Celui-là ne l'aimera pas plus que moi, sans doute. J'y ai tout mon passé, ma vraie patrie, mon foyer et mon cœur... Mais bien des choses m'ont empêché d'en prendre l'élément le plus fécond. La culture tout abstraite qu'on nous donne, m'a bien longtemps séché. Il m'a fallu de longues années pour effacer le sophiste qu'on avait fait en moi. Je ne suis arrivé à moi-même qu'en me dégageant de cet accessoire étranger; je ne me suis connu que par voie négative. Voilà pourquoi, toujours sincère, toujours passionné pour le vrai, je n'ai pas atteint l'idéal de simplicité grandiose que j'avais devant l'esprit... À toi, jeune homme, à toi reviennent les dons qui m'ont manqué[55]. Fils du peuple, t'étant moins éloigné de lui, tu arriveras tout d'abord sur le terrain de son histoire avec sa force colossale et son inépuisable sève; mes ruisseaux viendront d'eux-mêmes se perdre dans tes torrents.

Je te donne tout ce que j'ai fait... Toi, tu me donneras l'oubli. Puisse mon Histoire imparfaite s'absorber dans un monument plus digne, où s'accordent mieux la science et l'inspiration, où parmi les vastes et pénétrantes recherches on sente partout le souffle des grandes foules et l'âme féconde du peuple!

CHAPITRE VIII
Revue de la première partie.—Introduction à la seconde.

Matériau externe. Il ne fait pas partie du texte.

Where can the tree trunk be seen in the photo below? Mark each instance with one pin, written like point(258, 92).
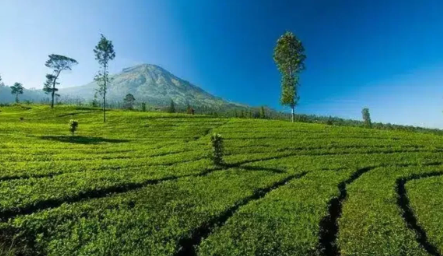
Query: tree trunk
point(53, 96)
point(104, 107)
point(53, 89)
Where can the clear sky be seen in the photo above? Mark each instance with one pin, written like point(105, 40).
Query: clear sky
point(383, 54)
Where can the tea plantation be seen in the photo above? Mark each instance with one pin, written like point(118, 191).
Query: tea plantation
point(144, 184)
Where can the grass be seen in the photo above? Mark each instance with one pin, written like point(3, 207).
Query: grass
point(144, 184)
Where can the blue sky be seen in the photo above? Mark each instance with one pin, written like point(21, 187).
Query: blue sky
point(383, 54)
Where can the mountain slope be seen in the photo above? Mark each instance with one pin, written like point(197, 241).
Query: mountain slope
point(153, 85)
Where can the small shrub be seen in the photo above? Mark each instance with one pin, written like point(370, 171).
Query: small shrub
point(73, 125)
point(217, 148)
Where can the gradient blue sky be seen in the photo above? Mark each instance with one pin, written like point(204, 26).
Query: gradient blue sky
point(383, 54)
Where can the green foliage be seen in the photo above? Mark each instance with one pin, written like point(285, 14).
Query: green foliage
point(425, 200)
point(17, 89)
point(73, 125)
point(366, 117)
point(57, 63)
point(104, 52)
point(143, 184)
point(289, 56)
point(217, 148)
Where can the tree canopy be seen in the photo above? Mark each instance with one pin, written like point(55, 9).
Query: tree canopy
point(289, 57)
point(57, 63)
point(104, 52)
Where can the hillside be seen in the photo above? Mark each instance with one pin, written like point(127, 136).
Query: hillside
point(143, 184)
point(154, 85)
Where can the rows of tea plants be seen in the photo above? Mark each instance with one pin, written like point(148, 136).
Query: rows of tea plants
point(426, 203)
point(144, 184)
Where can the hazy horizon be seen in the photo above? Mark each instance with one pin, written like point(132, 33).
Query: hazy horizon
point(384, 55)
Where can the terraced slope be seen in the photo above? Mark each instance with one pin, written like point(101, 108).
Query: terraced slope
point(142, 184)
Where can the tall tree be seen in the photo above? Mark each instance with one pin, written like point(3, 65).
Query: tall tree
point(104, 52)
point(57, 63)
point(366, 117)
point(17, 89)
point(129, 101)
point(289, 57)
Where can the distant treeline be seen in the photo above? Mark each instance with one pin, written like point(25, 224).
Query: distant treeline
point(246, 112)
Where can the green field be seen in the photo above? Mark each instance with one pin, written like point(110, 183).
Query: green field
point(144, 184)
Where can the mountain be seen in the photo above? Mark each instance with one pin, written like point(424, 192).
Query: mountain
point(28, 95)
point(153, 85)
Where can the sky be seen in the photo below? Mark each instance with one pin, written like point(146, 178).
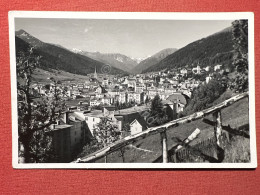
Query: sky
point(134, 38)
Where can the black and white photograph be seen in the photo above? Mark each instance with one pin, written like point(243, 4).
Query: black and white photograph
point(132, 90)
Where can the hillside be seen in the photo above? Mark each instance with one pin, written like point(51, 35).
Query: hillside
point(116, 60)
point(209, 51)
point(154, 59)
point(59, 58)
point(149, 149)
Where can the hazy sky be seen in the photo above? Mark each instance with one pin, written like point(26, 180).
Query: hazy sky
point(134, 38)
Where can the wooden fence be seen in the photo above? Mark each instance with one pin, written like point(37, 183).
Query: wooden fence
point(218, 130)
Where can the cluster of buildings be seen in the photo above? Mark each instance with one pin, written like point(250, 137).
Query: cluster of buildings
point(76, 127)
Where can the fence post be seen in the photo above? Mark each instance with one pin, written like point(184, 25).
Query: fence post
point(164, 147)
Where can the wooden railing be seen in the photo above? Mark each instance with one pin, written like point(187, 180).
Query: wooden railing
point(217, 123)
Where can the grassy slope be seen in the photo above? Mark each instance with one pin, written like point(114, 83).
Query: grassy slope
point(150, 148)
point(42, 76)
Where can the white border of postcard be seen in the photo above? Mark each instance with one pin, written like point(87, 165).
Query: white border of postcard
point(133, 15)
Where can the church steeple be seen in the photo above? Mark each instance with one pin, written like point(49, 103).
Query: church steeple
point(95, 73)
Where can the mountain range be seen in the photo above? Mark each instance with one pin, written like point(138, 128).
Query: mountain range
point(152, 60)
point(209, 51)
point(116, 60)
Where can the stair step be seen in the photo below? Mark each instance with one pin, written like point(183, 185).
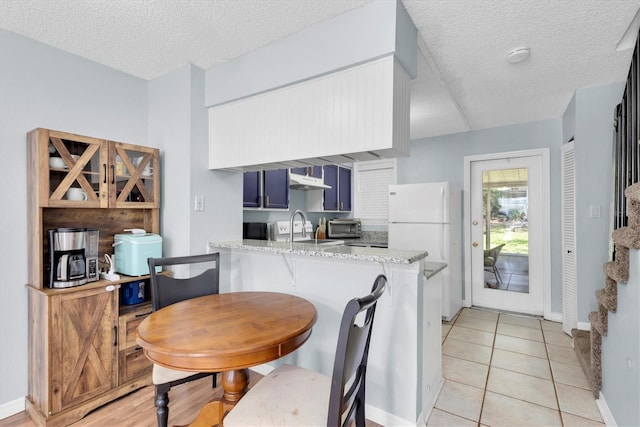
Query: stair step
point(616, 271)
point(611, 290)
point(582, 347)
point(597, 324)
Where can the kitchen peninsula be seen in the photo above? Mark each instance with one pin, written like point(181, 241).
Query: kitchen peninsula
point(404, 373)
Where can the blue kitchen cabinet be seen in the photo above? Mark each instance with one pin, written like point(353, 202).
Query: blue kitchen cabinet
point(276, 189)
point(338, 197)
point(344, 189)
point(252, 190)
point(268, 189)
point(331, 194)
point(314, 171)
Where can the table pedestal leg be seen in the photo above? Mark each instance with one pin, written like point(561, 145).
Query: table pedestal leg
point(235, 384)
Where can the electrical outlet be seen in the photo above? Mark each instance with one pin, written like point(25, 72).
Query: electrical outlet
point(199, 203)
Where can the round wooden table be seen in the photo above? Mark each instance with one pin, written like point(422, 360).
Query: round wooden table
point(226, 333)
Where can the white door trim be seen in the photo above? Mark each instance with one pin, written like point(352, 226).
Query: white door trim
point(546, 237)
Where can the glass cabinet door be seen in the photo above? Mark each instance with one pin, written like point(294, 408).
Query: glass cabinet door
point(133, 176)
point(76, 170)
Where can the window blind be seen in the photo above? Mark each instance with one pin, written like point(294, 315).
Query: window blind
point(372, 179)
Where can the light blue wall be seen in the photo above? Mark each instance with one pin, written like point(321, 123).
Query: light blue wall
point(594, 109)
point(569, 121)
point(442, 159)
point(44, 87)
point(354, 37)
point(621, 351)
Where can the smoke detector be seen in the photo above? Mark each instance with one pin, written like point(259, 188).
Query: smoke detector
point(518, 54)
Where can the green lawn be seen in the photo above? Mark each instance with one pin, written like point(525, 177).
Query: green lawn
point(516, 242)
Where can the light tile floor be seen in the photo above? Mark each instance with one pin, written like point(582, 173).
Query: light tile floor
point(510, 370)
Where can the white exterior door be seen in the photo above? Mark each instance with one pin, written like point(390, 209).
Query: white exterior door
point(509, 206)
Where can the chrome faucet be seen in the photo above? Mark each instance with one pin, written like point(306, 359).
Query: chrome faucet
point(304, 222)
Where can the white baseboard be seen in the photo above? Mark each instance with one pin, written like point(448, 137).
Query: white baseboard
point(384, 418)
point(584, 326)
point(554, 316)
point(11, 408)
point(605, 412)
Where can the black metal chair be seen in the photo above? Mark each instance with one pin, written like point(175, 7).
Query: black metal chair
point(491, 261)
point(293, 396)
point(167, 290)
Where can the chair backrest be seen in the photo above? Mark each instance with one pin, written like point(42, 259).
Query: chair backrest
point(494, 253)
point(349, 368)
point(167, 290)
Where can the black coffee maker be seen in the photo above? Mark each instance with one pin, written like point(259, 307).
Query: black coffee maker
point(67, 262)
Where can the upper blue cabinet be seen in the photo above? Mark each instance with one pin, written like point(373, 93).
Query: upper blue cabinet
point(334, 199)
point(266, 189)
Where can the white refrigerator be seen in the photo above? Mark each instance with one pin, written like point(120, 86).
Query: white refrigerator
point(428, 216)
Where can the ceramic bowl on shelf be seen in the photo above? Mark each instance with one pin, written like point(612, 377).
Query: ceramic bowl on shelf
point(57, 163)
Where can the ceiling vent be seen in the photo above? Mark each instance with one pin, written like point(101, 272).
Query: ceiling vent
point(518, 54)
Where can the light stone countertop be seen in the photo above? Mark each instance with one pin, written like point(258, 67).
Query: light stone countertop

En repassant des yeux cette longue échelle sociale, indiquée en si peu de pages, une foule d'idées, de sentiments pénibles m'obsède, un monde de tristesse... Tant de douleurs physiques! mais combien plus de souffrances morales!... Peu me sont inconnues; je sais, je sens, j'ai eu ma bonne part... Je dois néanmoins écarter et mes sentiments et mes souvenirs, et suivre dans ce nuage ma petite lumière.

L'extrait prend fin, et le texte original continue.